J Am Soc Nephrol. 2010 Sep;21(9):1498-509. doi: 10.1681/ASN.2009060617. Epub 2010 Aug 5.
The observation that therapeutic agents targeting vascular endothelial growth factor-A (VEGF-A) associate with renal toxicity suggests that VEGF plays a role in the maintenance of the glomerular filtration barrier. Alternative mRNA splicing produces the VEGF(xxx)b family, which consists of antiangiogenic peptides that reduce permeability and inhibit tumor growth; the contribution of these peptides to normal glomerular function is unknown. Here, we established and characterized heterozygous and homozygous transgenic mice that overexpress VEGF(165)b specifically in podocytes. We confirmed excess production of glomerular VEGF(165)b by reverse transcriptase-PCR, immunohistochemistry, and ELISA in both heterozygous and homozygous animals. Macroscopically, the mice seemed normal up to 18 months of age, unlike the phenotype of transgenic podocyte-specific VEGF(164)-overexpressing mice. Animals overexpressing VEGF(165)b, however, had a significantly reduced normalized glomerular ultrafiltration fraction with accompanying changes in ultrastructure of the glomerular filtration barrier on the vascular side of the glomerular basement membrane. These data highlight the contrasting properties of VEGF splice variants and their impact on glomerular function and phenotype.

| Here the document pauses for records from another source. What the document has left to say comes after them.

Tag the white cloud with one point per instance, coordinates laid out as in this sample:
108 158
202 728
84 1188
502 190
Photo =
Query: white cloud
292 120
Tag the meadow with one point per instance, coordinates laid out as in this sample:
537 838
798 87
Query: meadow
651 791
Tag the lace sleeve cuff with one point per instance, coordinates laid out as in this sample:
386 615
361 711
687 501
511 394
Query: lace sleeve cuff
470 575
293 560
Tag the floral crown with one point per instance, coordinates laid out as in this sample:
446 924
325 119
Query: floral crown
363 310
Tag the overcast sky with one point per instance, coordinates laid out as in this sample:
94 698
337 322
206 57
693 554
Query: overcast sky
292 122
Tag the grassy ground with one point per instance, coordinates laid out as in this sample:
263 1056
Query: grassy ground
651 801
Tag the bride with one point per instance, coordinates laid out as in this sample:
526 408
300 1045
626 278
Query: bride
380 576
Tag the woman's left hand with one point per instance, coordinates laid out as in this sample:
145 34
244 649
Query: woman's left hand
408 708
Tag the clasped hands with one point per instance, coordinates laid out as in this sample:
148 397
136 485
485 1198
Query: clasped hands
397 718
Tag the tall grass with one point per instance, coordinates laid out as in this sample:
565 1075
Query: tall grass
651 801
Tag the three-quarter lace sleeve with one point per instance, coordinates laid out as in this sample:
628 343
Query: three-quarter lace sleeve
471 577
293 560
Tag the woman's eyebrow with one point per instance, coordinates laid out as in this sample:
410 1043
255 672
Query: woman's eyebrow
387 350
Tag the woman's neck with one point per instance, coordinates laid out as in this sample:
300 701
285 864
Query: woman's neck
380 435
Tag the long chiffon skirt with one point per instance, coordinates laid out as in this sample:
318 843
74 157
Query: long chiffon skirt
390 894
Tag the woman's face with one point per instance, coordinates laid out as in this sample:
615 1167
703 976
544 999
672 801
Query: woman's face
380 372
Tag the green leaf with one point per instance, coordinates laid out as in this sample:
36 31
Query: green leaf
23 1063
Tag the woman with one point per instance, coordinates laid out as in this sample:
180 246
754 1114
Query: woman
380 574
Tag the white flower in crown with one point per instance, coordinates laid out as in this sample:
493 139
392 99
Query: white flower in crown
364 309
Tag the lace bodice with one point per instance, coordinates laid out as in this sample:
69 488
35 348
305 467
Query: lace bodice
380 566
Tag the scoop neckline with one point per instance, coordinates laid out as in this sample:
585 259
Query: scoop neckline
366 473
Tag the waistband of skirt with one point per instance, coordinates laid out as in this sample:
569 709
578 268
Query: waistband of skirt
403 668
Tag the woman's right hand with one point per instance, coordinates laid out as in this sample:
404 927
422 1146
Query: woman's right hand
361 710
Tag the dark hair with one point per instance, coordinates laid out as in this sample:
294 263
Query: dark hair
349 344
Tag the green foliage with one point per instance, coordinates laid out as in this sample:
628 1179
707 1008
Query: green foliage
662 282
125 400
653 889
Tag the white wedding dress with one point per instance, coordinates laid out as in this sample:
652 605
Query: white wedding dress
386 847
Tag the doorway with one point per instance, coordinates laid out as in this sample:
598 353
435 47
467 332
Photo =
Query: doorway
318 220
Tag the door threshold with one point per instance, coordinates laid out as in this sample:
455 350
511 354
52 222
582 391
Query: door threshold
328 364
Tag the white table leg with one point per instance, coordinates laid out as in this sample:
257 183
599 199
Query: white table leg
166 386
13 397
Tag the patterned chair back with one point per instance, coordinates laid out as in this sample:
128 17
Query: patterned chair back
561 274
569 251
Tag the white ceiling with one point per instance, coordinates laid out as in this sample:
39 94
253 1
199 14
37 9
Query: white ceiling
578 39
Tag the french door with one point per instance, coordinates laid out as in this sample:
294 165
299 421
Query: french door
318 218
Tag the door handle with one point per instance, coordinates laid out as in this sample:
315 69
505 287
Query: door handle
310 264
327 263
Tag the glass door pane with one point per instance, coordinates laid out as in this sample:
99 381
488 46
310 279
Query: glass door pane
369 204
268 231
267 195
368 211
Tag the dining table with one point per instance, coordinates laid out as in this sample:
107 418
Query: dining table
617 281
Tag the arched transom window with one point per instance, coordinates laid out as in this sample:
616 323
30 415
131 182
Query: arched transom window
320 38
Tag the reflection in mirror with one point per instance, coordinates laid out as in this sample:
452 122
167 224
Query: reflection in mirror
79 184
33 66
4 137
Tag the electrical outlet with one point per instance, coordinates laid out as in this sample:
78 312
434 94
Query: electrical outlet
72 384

观察到针对血管内皮生长因子-A (VEGF-A) 的治疗药物与肾毒性相关,这表明 VEGF 在维持肾小球滤过屏障方面发挥作用。替代 mRNA 剪接产生了 VEGF(xxx)b 家族,其中包括抗血管生成肽,可降低通透性并抑制肿瘤生长;这些肽对正常肾小球功能的贡献尚不清楚。在这里,我们建立并表征了特异性在足细胞中过表达 VEGF(165)b 的杂合子和纯合子转基因小鼠。我们通过逆转录酶-PCR、免疫组织化学和 ELISA 在杂合子和纯合子动物中证实了肾小球 VEGF(165)b 的过量产生。宏观上,这些小鼠在 18 个月大之前看起来正常,与过表达足细胞特异性 VEGF(164)的转基因小鼠的表型不同。然而,过表达 VEGF(165)b 的动物的肾小球超滤分数明显降低,肾小球基底膜血管侧的肾小球滤过屏障的超微结构也发生了变化。这些数据突出了 VEGF 剪接变体的对比特性及其对肾小球功能和表型的影响。